[Checkins] SVN: zope.mimetype/trunk/src/zope/mimetype/typegetter.
Changed zope.mimetype.typegetter.charsetGetter to look at the
data and try to
Marius Gedminas
marius at pov.lt
Tue May 30 12:10:53 EDT 2006
Log message for revision 68395:
Changed zope.mimetype.typegetter.charsetGetter to look at the data and try to
recognize ASCII, UTF-8, UTF-16BE, UTF-16LE when the charset is not specified in
the content type. Changed it to actually return None (as ICharsetGetter
documents) instead of 'ascii' when the charset cannot be determined. No tests
were broken by this change, hope it's OK. ;)
Changed:
U zope.mimetype/trunk/src/zope/mimetype/typegetter.py
U zope.mimetype/trunk/src/zope/mimetype/typegetter.txt
-=-
Modified: zope.mimetype/trunk/src/zope/mimetype/typegetter.py
===================================================================
--- zope.mimetype/trunk/src/zope/mimetype/typegetter.py 2006-05-30 10:40:18 UTC (rev 68394)

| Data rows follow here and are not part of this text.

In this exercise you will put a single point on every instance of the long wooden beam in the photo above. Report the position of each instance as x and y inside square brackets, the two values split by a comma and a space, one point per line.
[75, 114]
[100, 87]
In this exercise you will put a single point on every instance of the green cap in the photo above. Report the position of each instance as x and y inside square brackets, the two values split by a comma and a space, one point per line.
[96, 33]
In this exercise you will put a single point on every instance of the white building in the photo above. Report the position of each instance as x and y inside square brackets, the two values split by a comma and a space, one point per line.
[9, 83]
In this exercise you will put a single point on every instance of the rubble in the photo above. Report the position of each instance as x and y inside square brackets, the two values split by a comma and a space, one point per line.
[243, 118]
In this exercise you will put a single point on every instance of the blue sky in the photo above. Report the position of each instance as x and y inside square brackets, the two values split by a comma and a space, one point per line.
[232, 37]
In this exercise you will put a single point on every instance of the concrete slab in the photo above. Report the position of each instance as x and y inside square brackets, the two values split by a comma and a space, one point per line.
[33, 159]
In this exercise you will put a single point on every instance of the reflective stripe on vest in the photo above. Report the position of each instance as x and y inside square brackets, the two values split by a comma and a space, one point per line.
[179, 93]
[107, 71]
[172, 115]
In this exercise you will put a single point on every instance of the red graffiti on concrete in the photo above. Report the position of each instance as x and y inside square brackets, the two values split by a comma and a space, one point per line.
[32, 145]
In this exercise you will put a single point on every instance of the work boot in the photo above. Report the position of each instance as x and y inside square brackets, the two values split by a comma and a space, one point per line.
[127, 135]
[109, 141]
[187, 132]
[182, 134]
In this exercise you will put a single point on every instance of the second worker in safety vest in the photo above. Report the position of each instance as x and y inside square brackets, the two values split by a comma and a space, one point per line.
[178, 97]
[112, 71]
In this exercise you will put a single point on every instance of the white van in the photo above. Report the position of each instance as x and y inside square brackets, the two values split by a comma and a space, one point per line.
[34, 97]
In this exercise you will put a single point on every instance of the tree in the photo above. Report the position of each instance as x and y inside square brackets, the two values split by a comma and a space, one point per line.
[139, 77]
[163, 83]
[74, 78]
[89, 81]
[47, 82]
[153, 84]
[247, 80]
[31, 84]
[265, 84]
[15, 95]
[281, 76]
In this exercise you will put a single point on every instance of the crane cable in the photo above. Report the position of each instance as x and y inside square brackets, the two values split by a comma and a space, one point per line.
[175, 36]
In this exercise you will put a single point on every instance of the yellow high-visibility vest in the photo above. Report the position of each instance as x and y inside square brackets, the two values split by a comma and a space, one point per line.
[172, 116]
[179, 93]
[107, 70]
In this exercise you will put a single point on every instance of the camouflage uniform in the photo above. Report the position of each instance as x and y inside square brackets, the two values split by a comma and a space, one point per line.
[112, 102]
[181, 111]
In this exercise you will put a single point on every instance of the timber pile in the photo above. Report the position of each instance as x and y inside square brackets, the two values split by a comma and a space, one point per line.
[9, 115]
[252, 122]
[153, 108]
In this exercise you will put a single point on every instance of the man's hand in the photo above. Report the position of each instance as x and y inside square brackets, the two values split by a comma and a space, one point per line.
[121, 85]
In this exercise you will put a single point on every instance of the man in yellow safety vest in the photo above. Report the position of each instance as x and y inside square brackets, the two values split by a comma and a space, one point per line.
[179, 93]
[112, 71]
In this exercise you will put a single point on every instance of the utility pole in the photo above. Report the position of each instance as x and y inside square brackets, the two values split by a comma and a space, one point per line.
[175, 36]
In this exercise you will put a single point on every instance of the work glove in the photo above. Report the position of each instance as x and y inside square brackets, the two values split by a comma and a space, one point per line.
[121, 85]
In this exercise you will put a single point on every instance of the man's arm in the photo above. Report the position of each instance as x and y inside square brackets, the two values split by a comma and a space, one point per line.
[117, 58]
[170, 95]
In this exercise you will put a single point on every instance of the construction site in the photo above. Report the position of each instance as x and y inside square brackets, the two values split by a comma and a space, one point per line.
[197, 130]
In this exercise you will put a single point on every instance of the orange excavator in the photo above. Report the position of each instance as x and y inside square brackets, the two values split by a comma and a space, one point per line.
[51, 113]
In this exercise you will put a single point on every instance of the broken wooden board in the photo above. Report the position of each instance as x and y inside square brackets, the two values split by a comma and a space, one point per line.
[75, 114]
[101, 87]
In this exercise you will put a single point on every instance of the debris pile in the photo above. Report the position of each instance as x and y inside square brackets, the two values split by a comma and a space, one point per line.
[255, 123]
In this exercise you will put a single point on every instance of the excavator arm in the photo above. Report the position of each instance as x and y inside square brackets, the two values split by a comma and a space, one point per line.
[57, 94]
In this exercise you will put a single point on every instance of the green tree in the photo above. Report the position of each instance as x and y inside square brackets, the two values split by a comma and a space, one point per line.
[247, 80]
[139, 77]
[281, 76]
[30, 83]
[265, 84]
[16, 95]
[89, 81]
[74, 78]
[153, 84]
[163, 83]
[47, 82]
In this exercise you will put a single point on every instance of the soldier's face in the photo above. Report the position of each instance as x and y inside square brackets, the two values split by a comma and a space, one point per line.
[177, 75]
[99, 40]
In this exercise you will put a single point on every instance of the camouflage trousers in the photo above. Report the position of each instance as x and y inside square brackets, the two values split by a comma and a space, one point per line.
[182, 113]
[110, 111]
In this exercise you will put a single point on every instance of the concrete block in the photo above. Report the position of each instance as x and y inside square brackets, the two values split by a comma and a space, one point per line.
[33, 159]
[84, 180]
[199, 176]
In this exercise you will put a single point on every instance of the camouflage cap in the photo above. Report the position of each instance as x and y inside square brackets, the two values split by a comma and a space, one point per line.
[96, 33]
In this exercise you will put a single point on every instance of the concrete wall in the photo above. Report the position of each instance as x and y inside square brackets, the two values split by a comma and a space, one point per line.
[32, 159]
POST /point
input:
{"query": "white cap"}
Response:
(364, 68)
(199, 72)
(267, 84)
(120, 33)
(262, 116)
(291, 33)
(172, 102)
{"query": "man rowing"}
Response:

+++ zope.mimetype/trunk/src/zope/mimetype/typegetter.py 2006-05-30 16:10:52 UTC (rev 68395)
@@ -16,6 +16,7 @@
# back into that, or this package could provide a replacement.
#
import mimetypes
+import codecs
from zope import interface
from zope.mimetype import interfaces
@@ -113,7 +114,22 @@
except ValueError:
pass
else:
- return params.get("charset") or "ascii"
- return "ascii"
+ if params.get("charset"):
+ return params["charset"]
+ if data:
+ if data.startswith(codecs.BOM_UTF16_LE):
+ return 'utf-16le'
+ elif data.startswith(codecs.BOM_UTF16_BE):
+ return 'utf-16be'
+ try:
+ unicode(data, 'ascii')
+ return 'ascii'
+ except UnicodeDecodeError:
+ try:
+ unicode(data, 'utf-8')
+ return 'utf-8'
+ except UnicodeDecodeError:
+ pass
+ return None
interface.directlyProvides(charsetGetter, interfaces.ICharsetGetter)
Modified: zope.mimetype/trunk/src/zope/mimetype/typegetter.txt
===================================================================
--- zope.mimetype/trunk/src/zope/mimetype/typegetter.txt 2006-05-30 10:40:18 UTC (rev 68394)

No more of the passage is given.